Il l’a fait lors du webinaire ‘Focus on Brexit’ organisé par Luxembourg for Finance (LFF), l’agence qui contribue à la diffusion de l’image du Luxembourg en tant que centre financier. Lors du webinaire, plusieurs initiés du secteur financier ont fait part de leur vision concernant les potentiels scénarios futurs relatifs au Brexit.
L’ambassadeur britannique John Marshall a ouvert l’événement avec des déclarations fortes. Bien que le ton ait été plus diplomatique que celui habituellement utilisé par les ministres du gouvernement britannique, le contenu, les arguments et le style rhétorique reflétaient bien ceux du gouvernement Johnson.
UE déraisonnable ?
« La Commission a adopté une approche déraisonnable et nous avons besoin de plus de réalisme de la part de l’UE », déclare Marshall avant d’ajouter : « Le Royaume-Uni n’acceptera rien qui empiète sur la souveraineté britannique. » Selon l’ambassadeur, le Royaume-Uni ne veut rien de moins qu’un accord de libre-échange, et cet accord a fait l’objet d’un travail acharné. S’il s’avère maintenant qu’aucun accord n’est possible, le pays « se concentrera alors sur la meilleure façon de gérer un scénario sans accord. »

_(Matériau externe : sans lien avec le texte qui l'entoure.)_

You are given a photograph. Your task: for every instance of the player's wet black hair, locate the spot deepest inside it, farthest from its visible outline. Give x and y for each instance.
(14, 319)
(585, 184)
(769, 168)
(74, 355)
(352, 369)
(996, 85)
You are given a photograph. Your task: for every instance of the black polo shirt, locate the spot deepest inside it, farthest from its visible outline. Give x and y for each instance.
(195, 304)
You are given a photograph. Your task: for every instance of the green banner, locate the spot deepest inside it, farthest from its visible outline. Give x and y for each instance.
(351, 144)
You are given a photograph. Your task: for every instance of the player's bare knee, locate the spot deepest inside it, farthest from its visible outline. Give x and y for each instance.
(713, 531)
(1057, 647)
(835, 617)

Dans le secteur financier, il a souligné que le fait d’accorder aux Ucits et aux FIA basés dans l’UE un accès au marché britannique jusqu’en 2022/23 devait être considéré comme un signe que son pays agit de bonne foi. Il a donc regretté que cette mesure soit jusqu’à présent restée sans réponse.
Ceci a été contredit par un panel de personnalités éminentes de l’industrie, qui ont souligné les efforts des régulateurs de l’UE pour maintenir l’accès à plusieurs canaux, même dans le cas d’un Brexit sans accord. Ils ont notamment souligné les déclarations de principe de l’année dernière visant à faciliter le travail entre les instances de régulation de l’UE et du Royaume-Uni, ainsi que la décision de l’AEMF de continuer à reconnaître les contreparties centrales au Royaume-Uni.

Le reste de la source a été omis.